A vida é muito mais densa do que explica a matemática, ela nos ensina através das venturas e desventuras do dia a dia. Há dinheiro que compre uma cura? Há recurso que previna um câncer? Há o que pague um favor, uma bondade, um socorro? Não há elucidação para muitas coisas que se passam debaixo do sol, já que ele nasce para bons e maus, pobres e ricos. Por isso digo, existem pessoas que apesar de terem bens, estabilidade, dinheiro, compreenderam que não é isso que lhes ampara, mas uma inexplicável força, um insondável poder misericordioso, compassivo, derramado gratuitamente. Isso nos nivela. Pode fazer de ricos pessoas dependentes, carentes, gratas, amorosas, piedosas e dadivosas – e pode fazer de pobres, pessoas compreensivas, agradecidas, receptivas. Quem é abastado de sensibilidade e bondade olha para o desprovido sem julgamentos, acusações, procurando entender seus limites e necessidades. Quem não é, ao contrário disso, mostra-se arrogante, preconceituoso, sem perceber-se também carente. Há os que não possuem recursos, mas que se esforçam, se enchem de esperança, insistem, buscam, aceitam desafios com garra e há os que se revoltam, se deixam levar, se perdem, desistem, enrudecem.
Vivemos tempos difíceis e o que mais me espanta é a indiferença. Vejo que alguns estão mórbidos acomodados, “com a boca cheia de dentes esperando a morte chegar”, mas também percebo outros ansiosos por apoio, ajuda e incentivo. Vejo gente generosa, provendo verdadeiras fortunas em prol do bem comum e outras sentadas sobre suas fortunas especulando, como abutres, aumentando suas riquezas, se aproveitando do “mercado”, da “lei da oferta e da procura”, ignorando a vida, a dor, a fome, a tragédia alheia. Imagino que a esses, Jesus diria, vai, vende tudo o que tem, dá aos pobres, para que possa compreender a vida, saber o que é vontade de comer algo e não ter dinheiro, ver um filho, uma esposa, um esposo, se esvaindo em trabalho duro, árduo, sem perspectiva.

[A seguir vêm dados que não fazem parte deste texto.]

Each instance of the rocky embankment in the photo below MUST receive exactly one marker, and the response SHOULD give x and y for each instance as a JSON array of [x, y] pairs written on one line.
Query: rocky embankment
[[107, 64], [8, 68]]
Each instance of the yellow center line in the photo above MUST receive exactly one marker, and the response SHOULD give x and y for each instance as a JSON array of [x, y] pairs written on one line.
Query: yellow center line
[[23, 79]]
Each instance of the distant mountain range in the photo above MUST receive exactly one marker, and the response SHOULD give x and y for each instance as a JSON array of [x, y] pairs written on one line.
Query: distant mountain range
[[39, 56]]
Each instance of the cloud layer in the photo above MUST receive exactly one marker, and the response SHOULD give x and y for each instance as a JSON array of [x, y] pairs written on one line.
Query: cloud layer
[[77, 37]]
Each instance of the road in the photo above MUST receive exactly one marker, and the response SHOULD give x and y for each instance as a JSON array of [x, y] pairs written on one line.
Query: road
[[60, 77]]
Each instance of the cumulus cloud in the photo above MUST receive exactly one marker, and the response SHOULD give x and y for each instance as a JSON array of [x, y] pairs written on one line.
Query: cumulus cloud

Vá, sinta a vergonha de não ter uma roupa boa, de não ter um bom calçado, a humilhação de ser ultrajado por um patrão impiedoso, a dor de não conseguir emprego, a vergonha de ter que esmolar por uma ajuda miserável numa fila ensolarada de banco. De não ter assistência médica digna, de depender de uma espera enorme para ser atendido e, se for, ficar encostado num corredor, em cima de uma maca até que alguém, por piedade, surja para te medicar. Vá ter a experiência de não ver uma mão estendida, um olhar caridoso, de não encontrar oportunidade, de ter que sorrir para quem te despreza. Vá, vive a vida como ela é. Então, siga-me numa nova direção, numa nova consciência que te faça verdadeiramente íntegro, rico e feliz!
Nilson da Silva Júnior é pastor e professor.